EM features the familiar premise of an eccentric super-genius/billionaire scientist who has created some kind of new-age artificial intelligence that will change the way humans think about sentience or their place in the universe or whatever. Said eccentric billionaire-genius is played by the reliable Oscar Isaac, who is arguably the biggest reason to see this movie,over Garland’s direction or the film’s supposedly high-minded concepts. Isaac reminds me of Denzel Washington from Training Day (2001), the sort of charismatic, memorable antagonist who you kind of, sort of, really like a lot more than the protagonist, even though he’s morally decrepit.
Opposite of Isaac is future Star Wars: The Force Awakens (Q4, 2015) co-star Domhnall Gleeson, an acceptable and relatable main character who drives the plot forward while proving an equal and opposite force to oppose Isaac’s smarter, less morally equipped villain. EM rides harder on these two key performances than anything else, as Gleeson and Isaac have acting chops for days.
In any case, Garland proves his salt as a visual filmmaker even if the final product is nothing groundbreaking or truly memorable. His framing of the low-key action and quiet, subdued story is admirable, and his use of soundtrack and sound design help flesh out this limited setting.
The script is where I had the most problems and where the film didn’t live up to its screenwriter’s reputation. In my opinion, 2001: A Space Odyssey and the Terminator franchise (1984, 1991) hit the existential and ominous nature of futuristic artificial intelligence as much as it could or should be hit, and all the decades since of conjuring up mysterious AI’s has largely become repetitive. Nothing in EM adds to this overdone mythos of electronic intelligence contemplation other than colorful visuals and nonsensical plot twists. It attempts to build on this established pop culture source material of artificial intelligence with great dialogue between Gleeson and Isaac, but the actual visuals and story arcs fail to provide any cinematic material that can stand on its own.

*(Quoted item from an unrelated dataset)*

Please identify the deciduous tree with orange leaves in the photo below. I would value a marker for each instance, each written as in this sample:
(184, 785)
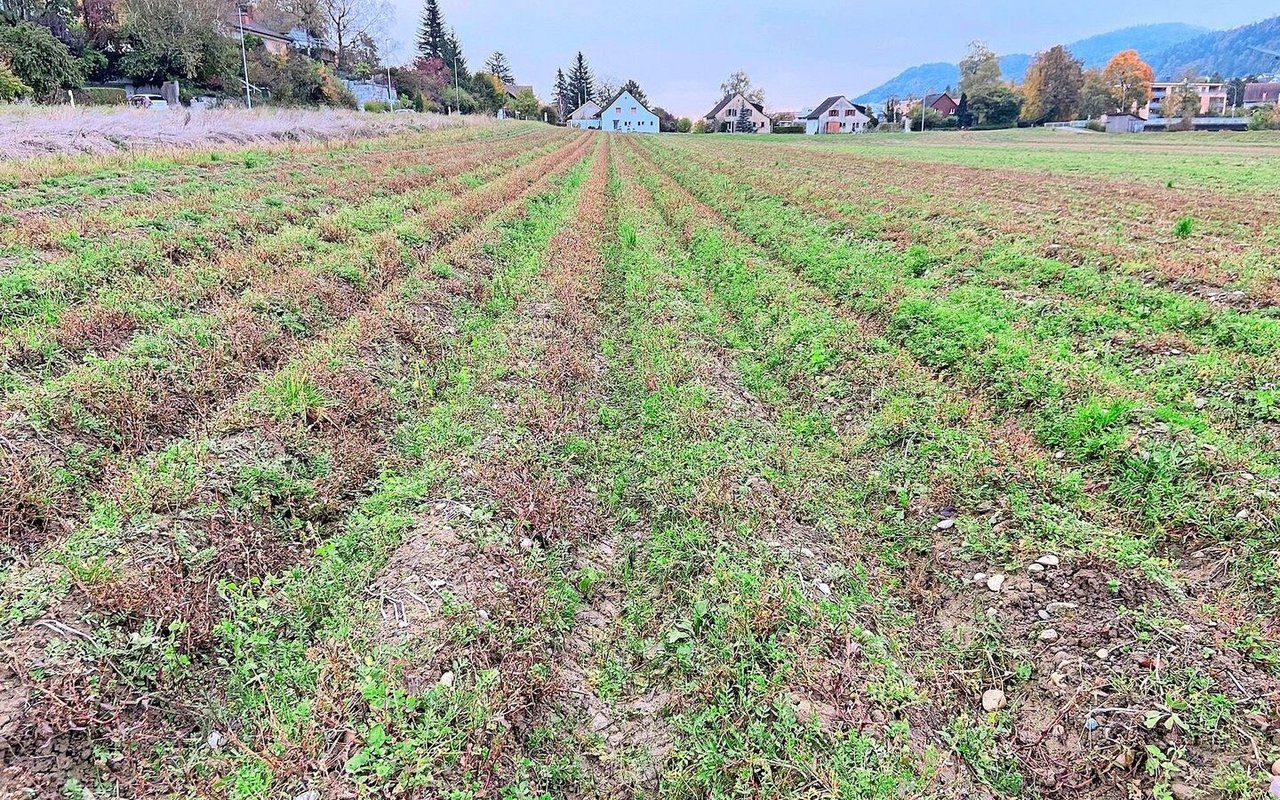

If you’re into true science-fiction that favors ideas and concepts over effects and high-octane thrills, EM will satisfy your artistic preferences, but know ahead of time that it’s treading well worn territory and adds little, if anything, new to its sci-fi genre mythos. I maintain that Garland has yet to prove a consistent pattern of creative excellence, yet it’s undeniable that the man has genre potential; hopefully in his next outing he’ll collaborate with an insightful second screenwriter or a producer who can push him beyond cliched genre tropes, but for the time being Ex Machina is a decent if forgettable debut for the burgeoning filmmaker.
SUMMARY & RECOMMENDATION: Ex Machina features great acting from its relatable protagonist and snarky, memorable antagonist. Gleeson and Isaac provide awkward but insightful social commentary along this retread of sci-fi existentialism and slow-paced philosophy. The film’s visuals are low-key, but pleasurable, and look well above their budget.
— However… the script is more boring than it is patient. It’s ending is humorous but makes little sense. Alicia Vikander doesn’t make a particularly interesting plot device or character; Her this movie most certainly is not.
—> ON THE FENCE
? Spoiler alert, she doesn’t care for him… amusing, but yawn.